The magic of data: but how do we get there?

Nurturing the human piece. Therein lies the magical rub.

The following are some lines to reflect on from: Experts: Here’s how to turn data into achievement by Dennis Pierce

“Data is about infusing classrooms with information that changes the trajectory of learning,”

“…struggled to get teachers on board with using data to inform instruction. “How can we overcome this fear?”

Changing the culture of a school system requires “a nurturance of teacher leadership,” Edwards said. He added: “If you can lift, you can push—but you have to lift first.

…such fears are a natural reaction to the use of student data “as a political device to hold people accountable” for doing their jobs.

“We need to change the conversation from data as a hammer to data as a flashlight,” or a tool that can be used “to shine a light on what’s working” in schools.

Data in itself is just…data. It’s how it is used and trusted that can make it magical.

Finding data is pretty easy. Collating it as well. But once we get it, how do we make sure it used to make things better for our students and teachers?

The how brings us back to our core – the human element.

Why do we care about the data we collect about our schools, our teachers, and our learners?

(by the way – I love this line from the article –> If you can lift, you can push. But you have to lift first.)


  • Tracy Rosen says:

    Hi Damien and thanks for your comment. I’m curious as well. We are just starting our journey with data and it is really on a small scale. At this point we are am trying to pull things together with excel spreadsheets to get a bigger picture.

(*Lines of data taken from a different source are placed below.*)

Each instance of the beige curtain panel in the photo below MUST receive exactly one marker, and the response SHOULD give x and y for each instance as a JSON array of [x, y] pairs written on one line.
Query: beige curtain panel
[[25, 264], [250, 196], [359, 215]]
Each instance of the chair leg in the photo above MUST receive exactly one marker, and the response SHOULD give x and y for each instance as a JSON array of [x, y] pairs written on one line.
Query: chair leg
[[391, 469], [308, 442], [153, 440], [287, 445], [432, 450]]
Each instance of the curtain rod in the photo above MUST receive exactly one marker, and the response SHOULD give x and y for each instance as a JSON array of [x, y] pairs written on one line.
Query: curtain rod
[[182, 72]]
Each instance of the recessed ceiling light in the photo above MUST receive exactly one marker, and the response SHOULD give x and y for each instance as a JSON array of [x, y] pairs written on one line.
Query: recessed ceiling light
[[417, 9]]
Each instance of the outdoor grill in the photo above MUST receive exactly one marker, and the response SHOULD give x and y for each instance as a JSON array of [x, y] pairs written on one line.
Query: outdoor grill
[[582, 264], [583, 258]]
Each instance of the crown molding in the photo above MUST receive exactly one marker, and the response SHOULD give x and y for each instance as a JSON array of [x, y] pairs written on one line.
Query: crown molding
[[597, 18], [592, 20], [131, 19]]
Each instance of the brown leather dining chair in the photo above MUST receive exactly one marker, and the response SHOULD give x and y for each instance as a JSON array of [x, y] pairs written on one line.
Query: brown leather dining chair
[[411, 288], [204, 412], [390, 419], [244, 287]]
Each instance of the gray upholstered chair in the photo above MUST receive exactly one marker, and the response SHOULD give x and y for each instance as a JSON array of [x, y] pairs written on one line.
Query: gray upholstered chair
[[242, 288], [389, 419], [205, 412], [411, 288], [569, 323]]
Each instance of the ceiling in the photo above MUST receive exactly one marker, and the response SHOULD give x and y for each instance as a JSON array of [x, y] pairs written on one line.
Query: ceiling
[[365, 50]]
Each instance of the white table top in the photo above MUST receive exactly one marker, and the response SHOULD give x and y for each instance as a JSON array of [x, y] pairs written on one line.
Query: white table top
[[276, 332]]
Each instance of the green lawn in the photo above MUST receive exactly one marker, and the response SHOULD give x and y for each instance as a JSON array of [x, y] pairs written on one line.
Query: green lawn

    What are you planning to with the data once you get it into charts and the like? I’d love to hear what others are doing as well.

  • Damien says:

    Great points here. I struggle with getting the analog data (paper) into charts and disaggregating software. My school uses EADMS and Renaissance Learning. There are periodical benchmarks for which bubble sheets or online tests are provided but otherwise, it’s up to the teachers to manage the rest on our own. I’d be curious to read how others out there are inputting and processing their data.